Background information
- Born: Jack Hody Johnson May 18, 1975 (age 51) North Shore, Oahu, Hawaii, U.S.
- Education: University of California, Santa Barbara (BA)
- Genres: Pop; rock; acoustic; folk; surf rock;
- Occupations: Singer-songwriter; multi-instrumentalist; professional surfer; filmmaker;
- Instruments: Vocals; guitar; ukulele; keyboards;
- Years active: 1992–present
- Spouse: Kim Baker ​(m. 2000)​
- Children: 3
- Website: jackjohnsonmusic.com

= Jack Johnson (musician) =

American singer-songwriter (born 1975)

Jack Hody Johnson (born May 18, 1975) is an American singer-songwriter. He plays a variety of styles including pop, rock, acoustic, folk, and surf rock.

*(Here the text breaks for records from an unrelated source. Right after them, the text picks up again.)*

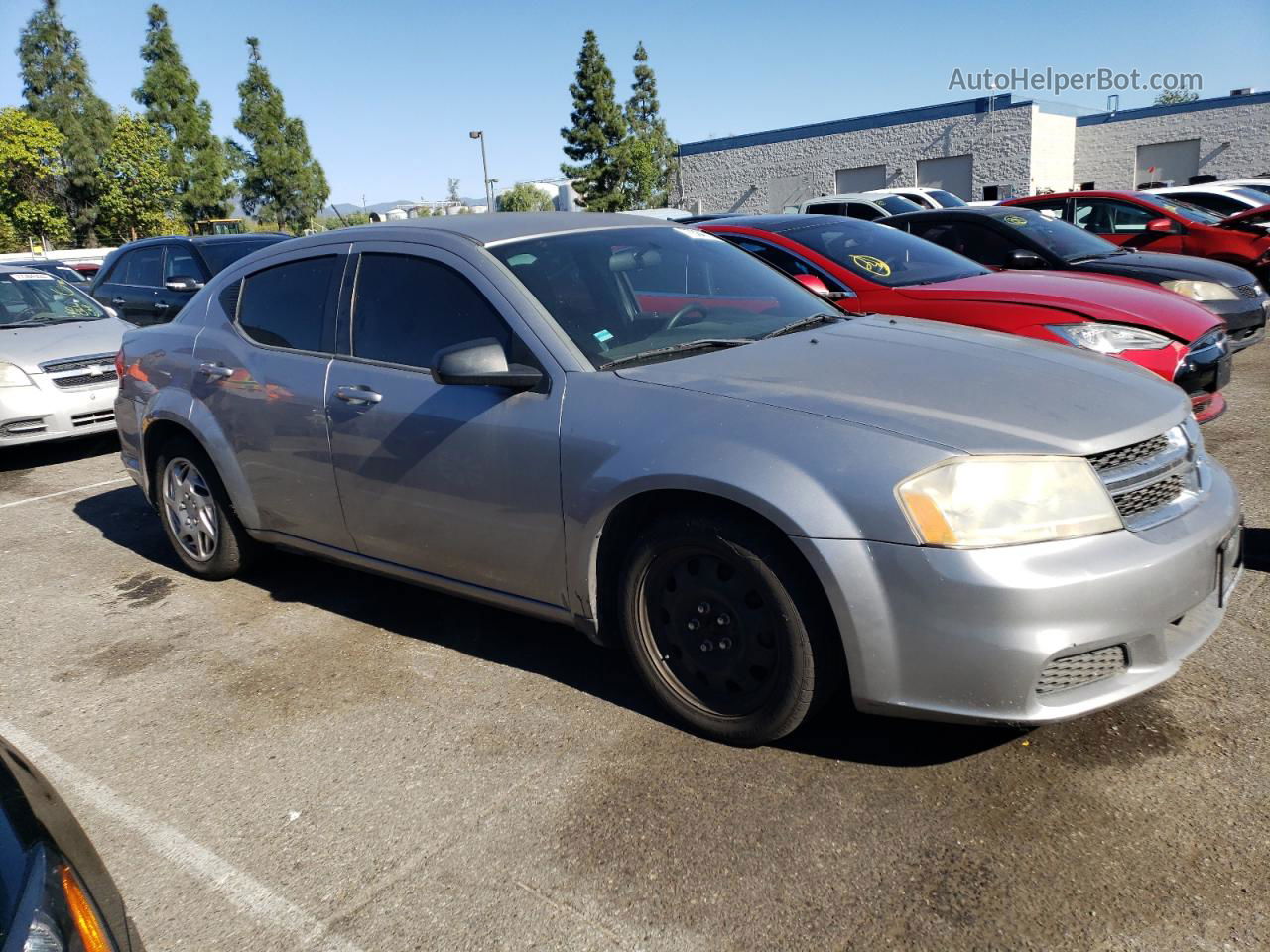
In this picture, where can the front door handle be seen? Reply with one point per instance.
(357, 394)
(214, 371)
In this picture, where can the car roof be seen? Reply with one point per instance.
(484, 229)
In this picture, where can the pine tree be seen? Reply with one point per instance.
(648, 154)
(595, 136)
(281, 179)
(58, 89)
(197, 158)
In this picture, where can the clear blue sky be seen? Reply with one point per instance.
(390, 87)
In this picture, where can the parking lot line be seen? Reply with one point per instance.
(243, 890)
(66, 492)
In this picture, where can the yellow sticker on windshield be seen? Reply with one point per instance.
(874, 266)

Johnson's musicianship has earned him multiple spots on the Billboard 200 chart, reaching number one on the chart with his albums Sing-A-Longs and Lullabies for the Film Curious George in 2006, Sleep Through the Static in 2008, To the Sea in 2010 and From Here to Now to You in 2013. His album In Between Dreams peaked at number two on the chart in 2005 and again in 2013. His later studio album All the Light Above It Too released in 2017 debuted at number 5 on the Billboard 200, marking it his seventh top five album.

Born and raised in Hawaii, Johnson is active in environmentalism and sustainability, often with a focus on the world's oceans. Johnson and his wife Kim created the Johnson Ohana Charitable Foundation and the Kōkua Hawaii Foundation. In 2008, Johnson adopted the concept of greening (reduce and reuse), and donated 100% of the proceeds of the Sleep Through the Static tour to the Johnson Ohana Charitable Foundation. Similarly, the proceeds from the 2010 To the Sea album tour went to All at Once, a Johnson-backed collaboration of greening charities promoting fan involvement.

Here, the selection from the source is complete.